彼女が俺を知らない世界

第9話 彼女が俺を知らない世界(1)

「おい、大丈夫か?」


 拓馬は頬に軽い衝撃を感じて、意識を取り戻した。ゆっくりと目を開けると、目の前に高校生ぐらいの少年が心配そうに見つめている。


「ああ、良かった。落ちちゃったから心配したよ」


 ほっとした顔をしている坊主頭の少年に見覚えがあった。高校時代からの親友で、同じ柔道部に所属していた吉田雄二(よしだゆうじ)だ。


「あれっ? お前、雄二か……」

「ええっ? おい、大丈夫か?」


 よく見ると、雄二は柔道着を着ている。拓馬はゆっくりと上半身を起こして座り、周りを見渡した。今いる場所は通っていた工業高校の柔道場で、数人の柔道着を着た少年達が拓馬を取り囲んでいる。どの顔も懐かしい柔道部のメンバーだ。ふと気付くと、拓馬自身も柔道着を着ている。


「なんでこんなところに……」


 拓馬は夢を見ているような不思議な気持ちになったが、意識もはっきりしているし、体の感覚もある。どう考えても現実としか思えなかった。


「やばいな……誰か先生を呼んで来てくれ」

「えっ? でも今は会議中ですよ」


 雄二が呼んで来いと言ったのは、柔道部顧問の宮下先生の事だ。


「ああ、もう大丈夫、ちょっとボケていただけだから。少し顔を洗ってくるよ」


 拓馬は立ち上がり、無理して笑った。本心では訳が分からず混乱しているが、顧問まで呼ばれて大事にしたくは無い。とにかく冷静になって、今の状況を考えたかったのだ。
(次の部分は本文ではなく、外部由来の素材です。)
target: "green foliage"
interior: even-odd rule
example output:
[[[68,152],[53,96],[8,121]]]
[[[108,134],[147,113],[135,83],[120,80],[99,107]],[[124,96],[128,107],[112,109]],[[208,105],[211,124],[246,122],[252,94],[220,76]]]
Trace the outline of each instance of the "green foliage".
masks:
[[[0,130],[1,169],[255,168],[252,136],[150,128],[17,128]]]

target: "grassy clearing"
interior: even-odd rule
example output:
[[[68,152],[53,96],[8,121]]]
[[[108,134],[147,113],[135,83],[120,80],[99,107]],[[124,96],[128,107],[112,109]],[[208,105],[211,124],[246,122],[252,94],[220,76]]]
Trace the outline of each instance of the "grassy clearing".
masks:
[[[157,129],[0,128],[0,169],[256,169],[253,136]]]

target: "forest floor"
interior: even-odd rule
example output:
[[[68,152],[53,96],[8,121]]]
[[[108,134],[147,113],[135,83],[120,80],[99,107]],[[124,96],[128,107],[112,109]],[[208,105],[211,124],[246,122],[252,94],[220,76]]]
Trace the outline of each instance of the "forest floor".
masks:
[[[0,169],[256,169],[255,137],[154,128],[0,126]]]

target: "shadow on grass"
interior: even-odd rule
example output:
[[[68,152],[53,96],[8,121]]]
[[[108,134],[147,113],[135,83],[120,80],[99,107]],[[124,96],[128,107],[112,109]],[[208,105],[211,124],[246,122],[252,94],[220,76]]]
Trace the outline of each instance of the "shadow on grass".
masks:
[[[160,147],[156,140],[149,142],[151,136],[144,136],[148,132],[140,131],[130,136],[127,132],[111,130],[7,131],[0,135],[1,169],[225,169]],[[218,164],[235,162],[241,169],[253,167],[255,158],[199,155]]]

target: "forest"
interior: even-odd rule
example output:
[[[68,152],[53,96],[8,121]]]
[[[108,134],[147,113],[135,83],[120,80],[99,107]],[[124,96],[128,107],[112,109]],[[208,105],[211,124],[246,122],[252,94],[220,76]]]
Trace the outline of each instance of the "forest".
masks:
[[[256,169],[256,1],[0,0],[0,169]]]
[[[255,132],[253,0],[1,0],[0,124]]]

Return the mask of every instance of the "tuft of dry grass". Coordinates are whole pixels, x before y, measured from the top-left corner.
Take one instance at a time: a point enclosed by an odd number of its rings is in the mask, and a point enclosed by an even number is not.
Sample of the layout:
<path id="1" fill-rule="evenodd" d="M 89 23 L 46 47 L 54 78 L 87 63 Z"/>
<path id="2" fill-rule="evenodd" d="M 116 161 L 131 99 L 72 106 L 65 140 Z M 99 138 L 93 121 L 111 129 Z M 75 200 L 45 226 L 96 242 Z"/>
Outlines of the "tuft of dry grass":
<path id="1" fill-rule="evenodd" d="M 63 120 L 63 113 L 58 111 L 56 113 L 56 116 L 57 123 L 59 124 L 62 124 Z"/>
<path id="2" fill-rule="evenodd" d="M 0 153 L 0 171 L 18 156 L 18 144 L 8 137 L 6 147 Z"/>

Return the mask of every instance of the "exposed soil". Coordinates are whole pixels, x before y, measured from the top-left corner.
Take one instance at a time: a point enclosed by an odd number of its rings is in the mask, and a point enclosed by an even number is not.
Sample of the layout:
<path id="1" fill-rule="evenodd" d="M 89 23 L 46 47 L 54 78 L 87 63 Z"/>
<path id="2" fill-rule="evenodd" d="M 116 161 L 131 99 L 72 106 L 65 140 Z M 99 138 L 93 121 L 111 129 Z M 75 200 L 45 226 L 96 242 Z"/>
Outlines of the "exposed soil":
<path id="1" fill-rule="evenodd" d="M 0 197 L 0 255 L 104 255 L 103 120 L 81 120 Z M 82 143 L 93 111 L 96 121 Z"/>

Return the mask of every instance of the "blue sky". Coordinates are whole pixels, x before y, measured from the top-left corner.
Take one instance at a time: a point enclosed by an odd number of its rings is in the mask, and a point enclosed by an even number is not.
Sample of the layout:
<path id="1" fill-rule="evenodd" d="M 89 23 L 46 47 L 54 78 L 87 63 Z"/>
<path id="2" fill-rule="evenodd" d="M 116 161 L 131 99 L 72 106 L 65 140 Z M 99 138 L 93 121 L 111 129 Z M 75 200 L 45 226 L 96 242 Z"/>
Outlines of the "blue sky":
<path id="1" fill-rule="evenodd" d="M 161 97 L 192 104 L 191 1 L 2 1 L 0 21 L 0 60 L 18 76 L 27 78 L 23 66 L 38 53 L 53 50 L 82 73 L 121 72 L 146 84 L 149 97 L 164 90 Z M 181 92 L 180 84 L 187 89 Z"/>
 柔道場を出るとすぐ体育館との共通の玄関があり、そこを出てすぐ横にトイレと手洗い場があった。拓馬の記憶にある体育館建屋と同じだ。体育館建屋は一階の半分が食堂、残り半分を柔道場と剣道場に割り当てられていて、二階部分は全て体育館だ。まだ確認はしていないが、今居る場所も同じ作りになっていると拓馬は想像した。

 拓馬はトイレの横にある手洗い場で頭から水をかぶる。今は夏なのか、冷たい水が心地良い。拓馬はその冷たさで、今の置かれている状況が夢では無く現実なんだと思い知らされた。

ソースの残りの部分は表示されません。